Il n’y a pas à se dissimuler, en effet, que l’opinion publique est affolée par de récents attentats, dont l’audace et la férocité déconcertent.

Nous comprenons cette émotion, puisqu’elle répond à l’impression du danger suspendu en permanence sur toutes les têtes.

Nul, en effet, ne peut se dire à l’abri des tentatives criminelles, si modeste soit sa situation, puisque les professionnels du crime ne reculent même pas devant l’assassinat des plus humbles travailleurs pour se procurer les moyens nécessaires à la perpétration de ce qu’ils appellent « les beaux coups ».

Néanmoins, nous devons avouer que cette progression de la criminalité, aussi bien comme nombre que comme extension de son champ d’activité, ne nous surprend pas.

Nous l’avons prévue il y a six ans, en même temps que nous en indiquons les raisons : « L’administration chargée d’assurer la sécurité publique, disions-nous alors n’a pas amélioré ses services parallèlement aux perfectionnements que l’armée du crime a apportés dans ses méthodes, son organisation, ses procédés. »

Les faits abominables que tant d’infortunés viennent d’être les victimes, et nous tous les témoins attristés, en sont la meilleure preuve.

L’insuffisance des moyens de répression est apparue, au lendemain des attentats de la rue Ordener, de la place du Havre, des tragédies sanglantes de Montgeron et de Chantilly. Quelques bandits ont réussi à tenir en échec la société tout entière, échappant aux poursuites, puisant dans l’impunité et le succès une nouvelle audace pour courir à de nouveaux exploits.

(…)

Aujourd’hui, comme hier, les bandes de malfaiteurs continuent à être le véritable péril social. Elles se sont accrues et s’accroissent chaque jour, pour des raisons que tout le monde connaît, et qui provient d’une désorganisation profonde de la famille, de la vie économique, d’une véritable anarchie morale, et surtout de ce faux humanitarisme, qui, dans une nation au fond généreux, comme l’est la nôtre, a si facilement trouvé trop d’adeptes, et conduit à une indulgence dont seuls les criminels ont bénéficié.
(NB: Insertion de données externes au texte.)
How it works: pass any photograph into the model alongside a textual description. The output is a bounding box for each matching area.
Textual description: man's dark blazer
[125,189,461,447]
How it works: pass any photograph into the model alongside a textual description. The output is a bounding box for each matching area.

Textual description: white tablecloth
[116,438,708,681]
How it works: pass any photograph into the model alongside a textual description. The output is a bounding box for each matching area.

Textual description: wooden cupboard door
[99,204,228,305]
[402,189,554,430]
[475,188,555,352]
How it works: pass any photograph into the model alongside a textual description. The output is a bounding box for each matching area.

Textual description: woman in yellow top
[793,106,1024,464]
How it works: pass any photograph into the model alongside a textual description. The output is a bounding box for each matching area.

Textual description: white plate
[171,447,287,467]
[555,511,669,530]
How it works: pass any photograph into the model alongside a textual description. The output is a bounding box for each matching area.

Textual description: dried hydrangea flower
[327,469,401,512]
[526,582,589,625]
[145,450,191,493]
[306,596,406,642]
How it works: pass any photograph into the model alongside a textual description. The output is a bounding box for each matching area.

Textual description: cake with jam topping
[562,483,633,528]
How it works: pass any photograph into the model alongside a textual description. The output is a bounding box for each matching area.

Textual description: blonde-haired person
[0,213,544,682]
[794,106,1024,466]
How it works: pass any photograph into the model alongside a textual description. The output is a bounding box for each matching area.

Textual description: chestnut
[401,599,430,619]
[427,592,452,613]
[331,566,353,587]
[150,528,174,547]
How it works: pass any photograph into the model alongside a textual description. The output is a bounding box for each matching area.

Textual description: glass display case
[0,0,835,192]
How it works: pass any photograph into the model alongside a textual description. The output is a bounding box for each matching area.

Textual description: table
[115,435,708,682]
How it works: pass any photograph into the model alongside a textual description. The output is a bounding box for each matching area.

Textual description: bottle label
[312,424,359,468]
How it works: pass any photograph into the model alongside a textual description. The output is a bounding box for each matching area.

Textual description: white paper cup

L’insuffisance de la répression, l’inapplication des lois visant les récidivistes, ont contribué à grossir les rangs de l’armée du crime. L’impunité de trop de forfaits a été un exemple et un encouragement pour toute une génération sans moralité, dévorée d’appétits de jouissance et ennemie de tout effort honnête. C’est peut-être la cause qui rend plus redoutable la criminalité contemporaine… »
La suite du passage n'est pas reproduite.